Close

Where Am I?

A project log for Vintage Z80 palmtop compy hackery (TI-86)

It even has a keyboard!

eric-hertzEric Hertz 01/06/2022 at 04:550 Comments

So, in a recent past-log I finally explained what it is I plan to do with this calc-hackery...

And that had been kinda side-lined due to other/new issues with the very thing /this/ thing was intended to diagnose. heh.

Anyhow, Thank Goodness, it seems those have subsided, so I can return to this to help diagnose that's long-term ailments.

...

I'm interfacing with a 1-wire bidirectional UART... It works on a request/response basis. And, frankly, I don't really have a whole lot of /reliable/ information to go on about the structure of a request. So, until I get that right-enough, the responder might very well stay completely silent.

This, combined with the fact the z80 CPU is clocked by a somewhat variable RC-clock, makes for a bit of an issue when it comes to bitbanging a UART to communicate with it... If the responder sent out a message every so often, I could determine its bit-duration (with respect to the CPU frequency, NOT WRT seconds!) with some sort of autobaud system. But, since it only speaks when spoken to (correctly!), I can't autobaud from it.

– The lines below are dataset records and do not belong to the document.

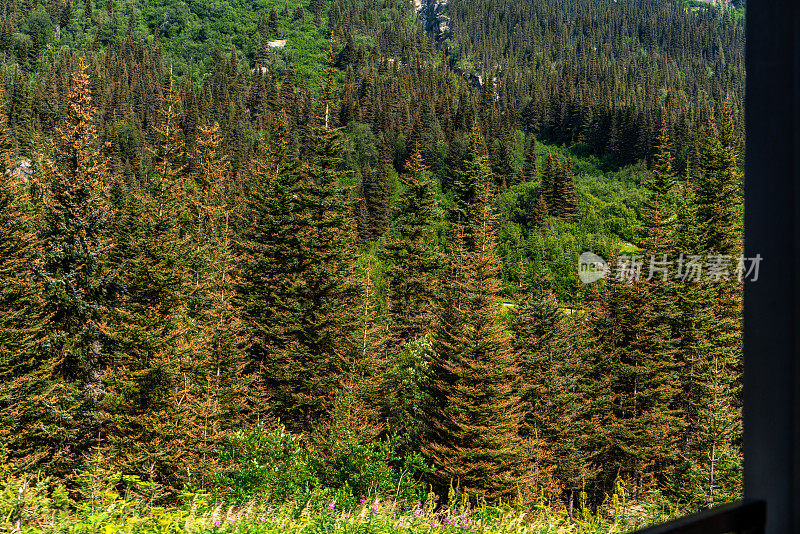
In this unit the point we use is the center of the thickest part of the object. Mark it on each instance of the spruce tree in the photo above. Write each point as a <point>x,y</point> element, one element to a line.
<point>472,421</point>
<point>657,215</point>
<point>296,287</point>
<point>148,412</point>
<point>58,421</point>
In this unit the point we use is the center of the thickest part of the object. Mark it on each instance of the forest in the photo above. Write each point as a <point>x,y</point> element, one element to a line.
<point>308,260</point>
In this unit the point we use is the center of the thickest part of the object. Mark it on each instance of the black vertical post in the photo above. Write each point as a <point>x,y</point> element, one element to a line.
<point>772,229</point>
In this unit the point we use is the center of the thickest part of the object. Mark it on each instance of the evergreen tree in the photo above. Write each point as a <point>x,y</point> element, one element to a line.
<point>57,422</point>
<point>657,215</point>
<point>472,421</point>
<point>147,413</point>
<point>297,291</point>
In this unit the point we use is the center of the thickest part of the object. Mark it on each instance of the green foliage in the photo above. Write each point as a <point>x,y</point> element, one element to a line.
<point>264,462</point>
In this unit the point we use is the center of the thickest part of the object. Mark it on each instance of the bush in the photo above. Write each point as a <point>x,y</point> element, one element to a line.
<point>269,463</point>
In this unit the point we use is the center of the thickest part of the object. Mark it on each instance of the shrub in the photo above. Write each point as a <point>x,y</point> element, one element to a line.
<point>267,462</point>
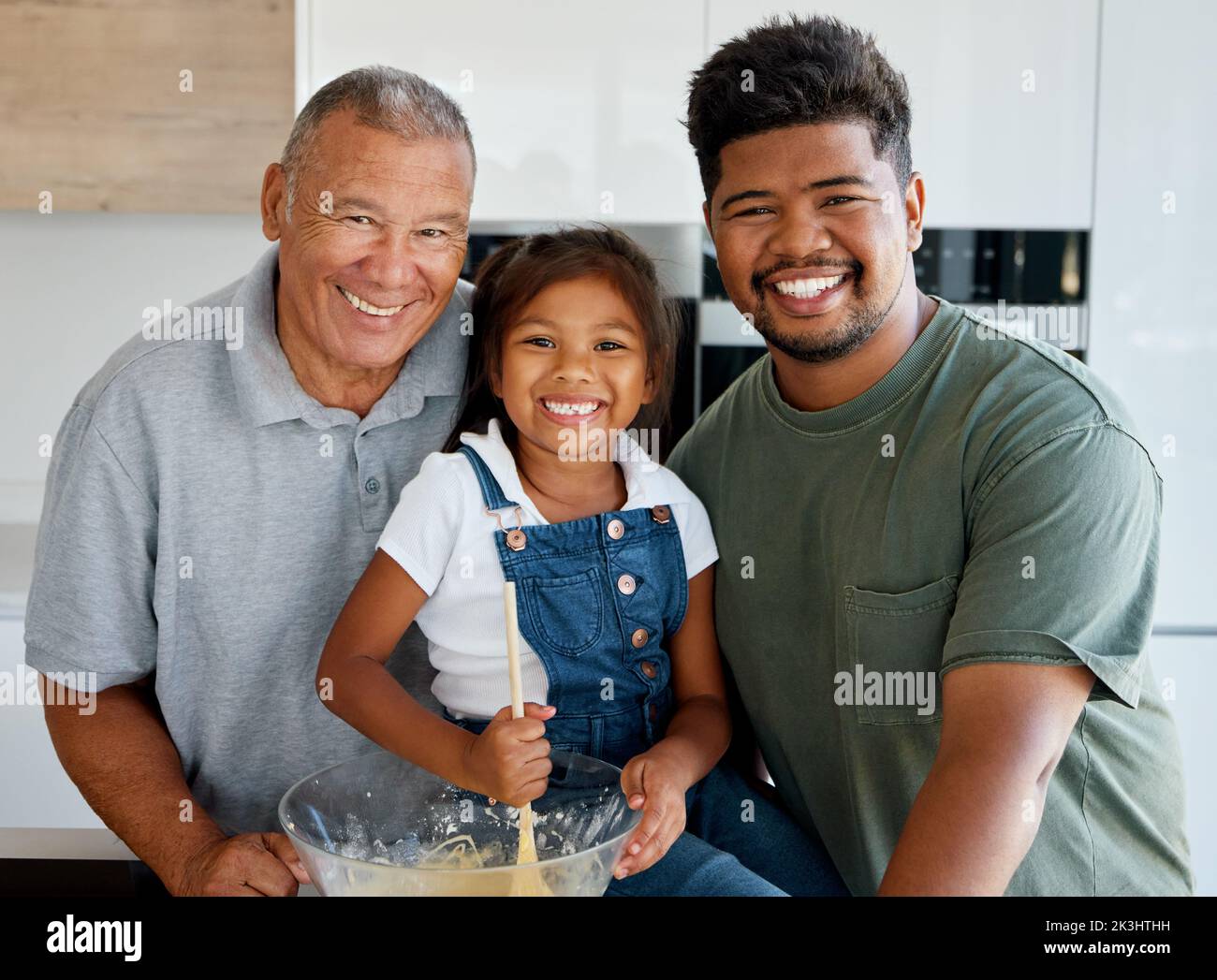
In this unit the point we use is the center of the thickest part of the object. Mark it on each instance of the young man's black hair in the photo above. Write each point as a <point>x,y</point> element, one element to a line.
<point>798,72</point>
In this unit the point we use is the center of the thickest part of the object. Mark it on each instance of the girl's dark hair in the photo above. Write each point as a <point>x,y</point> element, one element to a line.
<point>509,279</point>
<point>802,71</point>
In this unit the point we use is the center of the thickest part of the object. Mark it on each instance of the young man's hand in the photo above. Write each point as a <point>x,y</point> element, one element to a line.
<point>657,784</point>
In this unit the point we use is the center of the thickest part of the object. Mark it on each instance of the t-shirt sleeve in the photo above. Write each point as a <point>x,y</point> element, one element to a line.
<point>693,522</point>
<point>90,600</point>
<point>1063,562</point>
<point>424,527</point>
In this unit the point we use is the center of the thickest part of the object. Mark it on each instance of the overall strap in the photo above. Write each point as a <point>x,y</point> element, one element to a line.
<point>491,493</point>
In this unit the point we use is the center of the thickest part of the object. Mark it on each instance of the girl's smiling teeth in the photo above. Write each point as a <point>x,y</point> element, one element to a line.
<point>571,408</point>
<point>365,307</point>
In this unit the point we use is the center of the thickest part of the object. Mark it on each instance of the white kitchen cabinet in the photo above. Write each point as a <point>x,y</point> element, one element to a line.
<point>1152,290</point>
<point>993,153</point>
<point>1185,669</point>
<point>35,790</point>
<point>575,108</point>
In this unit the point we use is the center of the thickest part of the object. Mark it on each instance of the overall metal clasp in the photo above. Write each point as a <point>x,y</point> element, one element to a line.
<point>516,538</point>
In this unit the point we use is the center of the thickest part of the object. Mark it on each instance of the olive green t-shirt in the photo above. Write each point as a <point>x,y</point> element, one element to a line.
<point>985,501</point>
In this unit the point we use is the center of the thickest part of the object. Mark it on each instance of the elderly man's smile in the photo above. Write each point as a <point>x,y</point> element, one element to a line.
<point>372,314</point>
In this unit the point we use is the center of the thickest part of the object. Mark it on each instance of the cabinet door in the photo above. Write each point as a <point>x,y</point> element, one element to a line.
<point>37,792</point>
<point>1002,94</point>
<point>575,108</point>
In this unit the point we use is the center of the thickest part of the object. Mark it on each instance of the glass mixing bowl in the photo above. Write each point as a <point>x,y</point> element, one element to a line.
<point>377,825</point>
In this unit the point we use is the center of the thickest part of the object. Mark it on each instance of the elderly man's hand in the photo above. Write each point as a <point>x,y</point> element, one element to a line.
<point>244,865</point>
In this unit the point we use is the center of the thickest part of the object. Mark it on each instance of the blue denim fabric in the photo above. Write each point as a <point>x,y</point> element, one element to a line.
<point>597,599</point>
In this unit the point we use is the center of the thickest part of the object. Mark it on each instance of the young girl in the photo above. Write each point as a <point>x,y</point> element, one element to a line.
<point>612,558</point>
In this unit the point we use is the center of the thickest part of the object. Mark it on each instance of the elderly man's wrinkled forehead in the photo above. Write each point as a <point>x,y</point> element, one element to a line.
<point>347,154</point>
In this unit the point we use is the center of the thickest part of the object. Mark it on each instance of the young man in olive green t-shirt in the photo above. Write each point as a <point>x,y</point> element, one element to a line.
<point>938,542</point>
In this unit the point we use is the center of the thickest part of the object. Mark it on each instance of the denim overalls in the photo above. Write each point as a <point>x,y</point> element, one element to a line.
<point>596,598</point>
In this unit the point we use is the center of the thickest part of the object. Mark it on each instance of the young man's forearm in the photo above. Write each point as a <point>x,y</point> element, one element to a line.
<point>123,761</point>
<point>968,830</point>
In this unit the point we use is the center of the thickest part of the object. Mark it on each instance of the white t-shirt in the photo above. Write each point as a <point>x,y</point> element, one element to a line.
<point>441,534</point>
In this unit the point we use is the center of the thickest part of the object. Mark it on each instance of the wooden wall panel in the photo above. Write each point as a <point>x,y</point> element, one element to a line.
<point>92,106</point>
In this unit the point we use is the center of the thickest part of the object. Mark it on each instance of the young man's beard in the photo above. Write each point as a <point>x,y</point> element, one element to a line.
<point>863,316</point>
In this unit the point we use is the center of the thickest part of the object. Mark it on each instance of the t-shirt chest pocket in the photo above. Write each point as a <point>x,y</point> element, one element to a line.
<point>889,651</point>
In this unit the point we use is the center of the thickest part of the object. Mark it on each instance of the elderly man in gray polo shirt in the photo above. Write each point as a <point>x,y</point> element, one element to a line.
<point>208,510</point>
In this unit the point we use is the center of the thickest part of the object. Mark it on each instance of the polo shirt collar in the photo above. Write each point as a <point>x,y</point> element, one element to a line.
<point>267,388</point>
<point>634,461</point>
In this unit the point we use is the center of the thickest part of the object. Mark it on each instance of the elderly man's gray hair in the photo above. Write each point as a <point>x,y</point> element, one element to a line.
<point>382,97</point>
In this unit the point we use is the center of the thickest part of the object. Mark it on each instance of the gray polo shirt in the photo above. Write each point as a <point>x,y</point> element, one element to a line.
<point>206,520</point>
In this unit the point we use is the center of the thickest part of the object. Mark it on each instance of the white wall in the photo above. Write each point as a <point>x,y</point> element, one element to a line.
<point>76,286</point>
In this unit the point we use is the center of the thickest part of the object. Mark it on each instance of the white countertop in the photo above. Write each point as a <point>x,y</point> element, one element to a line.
<point>64,842</point>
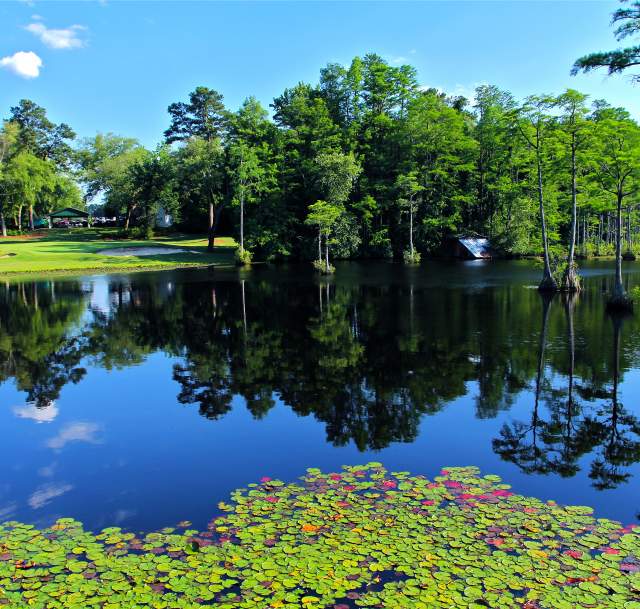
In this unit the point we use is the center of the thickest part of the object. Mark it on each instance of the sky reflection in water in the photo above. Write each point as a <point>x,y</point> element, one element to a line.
<point>142,400</point>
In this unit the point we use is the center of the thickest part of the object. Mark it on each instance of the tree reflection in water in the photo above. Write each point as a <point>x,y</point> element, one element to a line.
<point>369,360</point>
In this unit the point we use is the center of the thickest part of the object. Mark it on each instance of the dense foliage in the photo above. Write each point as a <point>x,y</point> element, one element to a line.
<point>365,163</point>
<point>360,538</point>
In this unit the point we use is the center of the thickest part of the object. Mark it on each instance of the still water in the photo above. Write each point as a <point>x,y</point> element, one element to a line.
<point>142,400</point>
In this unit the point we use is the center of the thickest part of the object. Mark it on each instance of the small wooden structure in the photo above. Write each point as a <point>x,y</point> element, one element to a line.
<point>468,248</point>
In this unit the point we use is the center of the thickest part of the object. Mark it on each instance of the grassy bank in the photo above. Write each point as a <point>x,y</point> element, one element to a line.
<point>75,250</point>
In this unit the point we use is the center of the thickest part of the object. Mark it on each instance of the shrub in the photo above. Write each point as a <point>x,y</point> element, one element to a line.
<point>243,257</point>
<point>410,258</point>
<point>321,267</point>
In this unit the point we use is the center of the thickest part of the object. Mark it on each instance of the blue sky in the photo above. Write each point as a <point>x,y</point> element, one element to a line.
<point>115,66</point>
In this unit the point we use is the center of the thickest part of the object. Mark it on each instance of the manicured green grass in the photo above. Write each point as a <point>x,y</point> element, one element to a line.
<point>72,250</point>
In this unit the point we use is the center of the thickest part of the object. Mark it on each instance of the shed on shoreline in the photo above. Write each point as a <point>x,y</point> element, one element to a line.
<point>468,248</point>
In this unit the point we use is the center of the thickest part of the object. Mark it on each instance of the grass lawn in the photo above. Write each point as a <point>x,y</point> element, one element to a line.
<point>73,250</point>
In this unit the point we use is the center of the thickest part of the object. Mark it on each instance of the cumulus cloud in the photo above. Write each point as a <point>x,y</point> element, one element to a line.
<point>23,63</point>
<point>39,415</point>
<point>45,494</point>
<point>64,38</point>
<point>398,60</point>
<point>74,432</point>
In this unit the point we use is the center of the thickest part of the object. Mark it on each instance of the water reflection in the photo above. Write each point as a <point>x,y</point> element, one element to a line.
<point>369,358</point>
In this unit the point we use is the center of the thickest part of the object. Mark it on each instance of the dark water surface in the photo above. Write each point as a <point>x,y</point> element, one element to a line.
<point>142,400</point>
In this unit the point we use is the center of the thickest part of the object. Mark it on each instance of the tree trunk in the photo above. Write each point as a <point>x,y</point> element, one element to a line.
<point>411,231</point>
<point>242,223</point>
<point>127,220</point>
<point>548,283</point>
<point>212,224</point>
<point>326,254</point>
<point>570,279</point>
<point>619,298</point>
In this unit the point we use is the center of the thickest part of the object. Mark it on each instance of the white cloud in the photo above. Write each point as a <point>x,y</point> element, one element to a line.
<point>74,432</point>
<point>23,63</point>
<point>396,61</point>
<point>459,90</point>
<point>6,511</point>
<point>46,493</point>
<point>39,415</point>
<point>65,38</point>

Thankfully there are /two/ serial communication busses in this system. The other, which I will otherwise not interact with, has chitter-chatter going on quite regularly. So, I can autobaud off that!

Sorta. It communicates at a MUCH higher baudrate, so fast, in fact, that the calculator CPU can /barely/ read the port fast enough to catch every bit, and certainly too fast and too regularly for the calculator to actually process the data.

But, it /can/, just barely, catch every bit. And the packets are also rather long, which is helpful because then I can get a good sense of the CPU's clock speed with respect to that baudrate... 41.6K. It's also quite handy that protocol is "PWM" rather than a typical UART, because that means Every Bit has both a high and a low, and thus an inherent bit-clock.

So, if I create the fastest sampling loop possible on the z80, I can sample just fast enough to see every high and low. Then I can divide the number of samples by the number of bits, and a little bit of dimensional-analysis math to determine the actual CPU speed... in actual Hertz.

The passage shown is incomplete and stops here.